Nylonase is micro-evolution. Bacteria that eat certain organic compounds became bacteria that eat other organic compounds. It's just like diseases adapting to drugs or cockroaches adapting around poisons.

I've published papers and reviewed them as part of peer review (in computer architecture). There is nothing magical about the process that makes them truth. Academic papers are a business like any other. People need to publish, and conferences need to publish. The top tier conferences are looking for the best quality, but politics plays a huge part.
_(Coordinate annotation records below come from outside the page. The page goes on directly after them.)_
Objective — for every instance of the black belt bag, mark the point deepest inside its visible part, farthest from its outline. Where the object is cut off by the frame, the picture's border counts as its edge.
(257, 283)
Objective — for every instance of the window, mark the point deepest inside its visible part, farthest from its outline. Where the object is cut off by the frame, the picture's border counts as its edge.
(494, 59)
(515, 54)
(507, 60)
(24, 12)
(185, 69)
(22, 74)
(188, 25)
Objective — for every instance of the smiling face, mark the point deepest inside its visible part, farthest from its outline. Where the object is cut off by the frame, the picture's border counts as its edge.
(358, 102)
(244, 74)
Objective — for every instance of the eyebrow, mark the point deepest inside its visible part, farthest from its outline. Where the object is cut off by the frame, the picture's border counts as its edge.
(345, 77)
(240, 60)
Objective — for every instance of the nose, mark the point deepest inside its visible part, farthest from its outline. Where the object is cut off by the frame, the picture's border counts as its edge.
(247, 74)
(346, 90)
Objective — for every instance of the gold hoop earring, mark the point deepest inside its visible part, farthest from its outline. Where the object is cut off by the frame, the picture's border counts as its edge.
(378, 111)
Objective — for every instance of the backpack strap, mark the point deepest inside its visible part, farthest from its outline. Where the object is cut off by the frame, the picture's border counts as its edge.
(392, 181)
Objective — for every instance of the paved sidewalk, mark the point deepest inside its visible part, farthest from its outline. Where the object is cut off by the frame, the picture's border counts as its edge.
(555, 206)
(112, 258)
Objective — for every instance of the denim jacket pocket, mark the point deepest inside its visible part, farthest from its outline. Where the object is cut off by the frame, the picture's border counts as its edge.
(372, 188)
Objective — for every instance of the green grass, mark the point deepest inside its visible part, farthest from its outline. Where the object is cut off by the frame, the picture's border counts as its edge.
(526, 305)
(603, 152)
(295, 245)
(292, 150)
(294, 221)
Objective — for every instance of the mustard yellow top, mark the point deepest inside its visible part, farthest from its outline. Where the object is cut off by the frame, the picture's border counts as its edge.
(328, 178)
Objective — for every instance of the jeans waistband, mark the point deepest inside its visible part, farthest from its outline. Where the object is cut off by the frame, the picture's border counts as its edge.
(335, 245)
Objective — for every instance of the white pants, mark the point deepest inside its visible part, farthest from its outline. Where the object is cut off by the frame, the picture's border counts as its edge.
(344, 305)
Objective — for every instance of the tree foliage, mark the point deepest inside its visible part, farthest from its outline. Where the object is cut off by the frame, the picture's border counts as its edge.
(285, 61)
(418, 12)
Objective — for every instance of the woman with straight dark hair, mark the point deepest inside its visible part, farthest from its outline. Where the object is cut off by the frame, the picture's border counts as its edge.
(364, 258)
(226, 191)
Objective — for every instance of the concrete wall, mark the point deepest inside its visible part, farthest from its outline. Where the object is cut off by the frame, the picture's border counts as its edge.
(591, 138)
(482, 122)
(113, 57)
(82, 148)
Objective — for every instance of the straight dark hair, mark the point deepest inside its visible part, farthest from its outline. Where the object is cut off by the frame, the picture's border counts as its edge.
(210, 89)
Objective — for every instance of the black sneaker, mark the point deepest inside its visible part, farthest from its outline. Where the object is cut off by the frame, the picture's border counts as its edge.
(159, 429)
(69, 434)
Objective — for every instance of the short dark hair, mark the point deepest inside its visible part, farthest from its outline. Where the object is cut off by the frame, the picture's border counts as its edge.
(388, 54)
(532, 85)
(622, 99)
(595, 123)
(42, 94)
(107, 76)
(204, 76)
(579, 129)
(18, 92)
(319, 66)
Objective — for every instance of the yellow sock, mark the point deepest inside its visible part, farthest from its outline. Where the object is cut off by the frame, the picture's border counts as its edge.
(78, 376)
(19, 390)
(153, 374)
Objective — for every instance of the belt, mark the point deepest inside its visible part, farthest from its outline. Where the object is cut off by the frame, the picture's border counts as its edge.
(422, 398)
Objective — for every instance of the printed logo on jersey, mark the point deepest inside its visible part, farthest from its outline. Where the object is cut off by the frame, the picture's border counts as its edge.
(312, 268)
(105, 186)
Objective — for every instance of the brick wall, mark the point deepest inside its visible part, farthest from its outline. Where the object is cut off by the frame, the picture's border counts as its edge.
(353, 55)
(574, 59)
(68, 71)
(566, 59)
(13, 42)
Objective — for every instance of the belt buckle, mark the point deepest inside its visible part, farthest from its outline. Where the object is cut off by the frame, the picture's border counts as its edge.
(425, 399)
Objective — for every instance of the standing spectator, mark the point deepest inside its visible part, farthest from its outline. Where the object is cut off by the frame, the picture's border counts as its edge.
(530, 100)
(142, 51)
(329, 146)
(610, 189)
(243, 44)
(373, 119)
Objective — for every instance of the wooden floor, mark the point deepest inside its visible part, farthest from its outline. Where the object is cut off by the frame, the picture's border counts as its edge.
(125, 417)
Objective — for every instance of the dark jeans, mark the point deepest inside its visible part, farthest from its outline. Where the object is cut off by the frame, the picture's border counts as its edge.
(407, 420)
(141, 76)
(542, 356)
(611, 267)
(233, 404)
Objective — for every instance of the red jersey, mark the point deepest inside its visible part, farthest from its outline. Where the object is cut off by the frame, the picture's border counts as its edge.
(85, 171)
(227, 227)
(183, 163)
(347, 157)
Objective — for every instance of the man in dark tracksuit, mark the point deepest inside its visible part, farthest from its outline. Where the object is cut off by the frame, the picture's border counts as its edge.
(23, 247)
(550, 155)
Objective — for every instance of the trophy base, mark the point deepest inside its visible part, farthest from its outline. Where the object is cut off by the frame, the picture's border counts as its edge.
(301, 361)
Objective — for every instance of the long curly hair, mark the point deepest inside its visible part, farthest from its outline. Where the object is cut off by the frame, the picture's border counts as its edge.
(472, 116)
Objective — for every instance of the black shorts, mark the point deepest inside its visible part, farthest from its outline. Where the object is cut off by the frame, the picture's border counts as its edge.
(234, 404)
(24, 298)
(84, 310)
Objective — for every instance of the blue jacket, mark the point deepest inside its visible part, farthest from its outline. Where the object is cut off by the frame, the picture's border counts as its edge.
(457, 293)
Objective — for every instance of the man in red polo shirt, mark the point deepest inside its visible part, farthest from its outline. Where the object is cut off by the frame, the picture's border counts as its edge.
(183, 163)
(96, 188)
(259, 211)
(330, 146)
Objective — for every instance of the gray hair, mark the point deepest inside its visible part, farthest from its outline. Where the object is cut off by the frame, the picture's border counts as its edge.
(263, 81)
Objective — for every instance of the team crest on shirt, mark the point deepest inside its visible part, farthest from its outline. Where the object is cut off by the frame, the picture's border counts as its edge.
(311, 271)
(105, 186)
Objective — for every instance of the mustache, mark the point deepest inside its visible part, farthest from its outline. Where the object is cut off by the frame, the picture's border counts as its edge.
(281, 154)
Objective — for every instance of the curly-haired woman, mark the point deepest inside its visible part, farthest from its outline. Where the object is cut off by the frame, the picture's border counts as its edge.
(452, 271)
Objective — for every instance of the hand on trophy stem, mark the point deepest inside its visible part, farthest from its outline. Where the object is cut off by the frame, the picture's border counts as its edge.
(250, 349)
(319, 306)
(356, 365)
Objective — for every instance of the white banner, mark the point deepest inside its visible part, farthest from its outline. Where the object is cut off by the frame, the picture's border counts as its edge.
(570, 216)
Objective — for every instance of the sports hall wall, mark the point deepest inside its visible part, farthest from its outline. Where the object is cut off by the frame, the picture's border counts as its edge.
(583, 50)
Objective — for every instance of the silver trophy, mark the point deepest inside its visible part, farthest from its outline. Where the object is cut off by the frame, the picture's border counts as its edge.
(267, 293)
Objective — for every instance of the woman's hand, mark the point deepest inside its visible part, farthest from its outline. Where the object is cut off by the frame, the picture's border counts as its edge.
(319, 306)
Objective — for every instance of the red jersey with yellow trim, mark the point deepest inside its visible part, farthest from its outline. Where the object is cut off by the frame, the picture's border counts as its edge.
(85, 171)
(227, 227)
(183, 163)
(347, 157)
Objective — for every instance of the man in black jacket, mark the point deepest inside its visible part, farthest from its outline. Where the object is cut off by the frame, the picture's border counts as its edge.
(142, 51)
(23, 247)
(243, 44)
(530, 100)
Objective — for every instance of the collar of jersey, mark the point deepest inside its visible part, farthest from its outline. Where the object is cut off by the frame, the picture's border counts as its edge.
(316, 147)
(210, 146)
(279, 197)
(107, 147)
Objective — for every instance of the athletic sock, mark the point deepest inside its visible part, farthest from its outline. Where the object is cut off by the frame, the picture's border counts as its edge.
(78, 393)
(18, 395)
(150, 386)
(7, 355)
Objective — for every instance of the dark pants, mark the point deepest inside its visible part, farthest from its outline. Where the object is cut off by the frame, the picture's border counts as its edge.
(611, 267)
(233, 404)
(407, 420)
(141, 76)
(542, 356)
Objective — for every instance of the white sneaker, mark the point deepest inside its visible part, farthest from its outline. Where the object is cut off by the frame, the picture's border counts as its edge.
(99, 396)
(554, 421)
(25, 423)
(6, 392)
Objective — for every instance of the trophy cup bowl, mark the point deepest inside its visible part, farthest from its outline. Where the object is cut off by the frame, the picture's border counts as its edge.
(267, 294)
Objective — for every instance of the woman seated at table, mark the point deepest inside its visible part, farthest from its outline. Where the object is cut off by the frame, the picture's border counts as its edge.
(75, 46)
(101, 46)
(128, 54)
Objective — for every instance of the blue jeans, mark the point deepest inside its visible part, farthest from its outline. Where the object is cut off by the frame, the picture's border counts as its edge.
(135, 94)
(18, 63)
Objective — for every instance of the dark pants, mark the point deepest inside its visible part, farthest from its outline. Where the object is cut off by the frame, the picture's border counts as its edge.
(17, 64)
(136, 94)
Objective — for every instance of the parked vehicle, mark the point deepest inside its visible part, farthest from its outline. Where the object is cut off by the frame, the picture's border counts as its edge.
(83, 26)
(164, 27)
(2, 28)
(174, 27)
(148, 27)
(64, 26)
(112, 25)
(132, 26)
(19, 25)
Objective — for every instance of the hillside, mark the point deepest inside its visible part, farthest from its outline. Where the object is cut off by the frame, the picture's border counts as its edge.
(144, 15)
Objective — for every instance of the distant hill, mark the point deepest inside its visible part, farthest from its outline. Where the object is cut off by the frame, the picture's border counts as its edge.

Avida is a computer program. You'll have a hard time convincing me genetic algorithm is a good form of random search, I am a simulated annealing man :)
That said, I haven't seen the software. Does it simulate the entire chemistry of organisms and the physics of the environment? Can it simulate millions of years? Seems like a big compute task.
Have the algorithms used to mutate genomes been validated, or do they take short-cuts?

GCT said...

We have a very good understanding of whale evolution and tons of transitional forms.

Tiktaalik it a great example of an accurate evolutionary prediction. I suggest you look it up.

Is evolution fast or slow? Both. Millions of years is fast on a geologic timescale, but obviously much longer than you or I can wait to observe things.

I have no idea what you are talking about in regards to ape/human connections and junk DNA. In this case, I don't think you are "IIRC"ing.

Nylonase is a new, novel function. This is supposedly unattainable by "microevolution" alone.

I too have published and reviewed papers. No, publishing a paper doesn't make it true, but it is a good indicator of a paper's quality for it to survive peer review. I don't know about you, but I accepted a small percentage of the papers I reviewed. That creationism and ID can not pass peer review says more about the quality of the papers than about the "politics" as you so put it.

Avide is a computer program, but it is not a random search. It is a simulation of random mutation and natural selection. The results show quite clearly the power that evolution has to diversify organisms. For the answers to your questions, I suggest looking here:
IIRC they do model the physics, they are able to simulate millions of generations and no, they don't take shortcuts.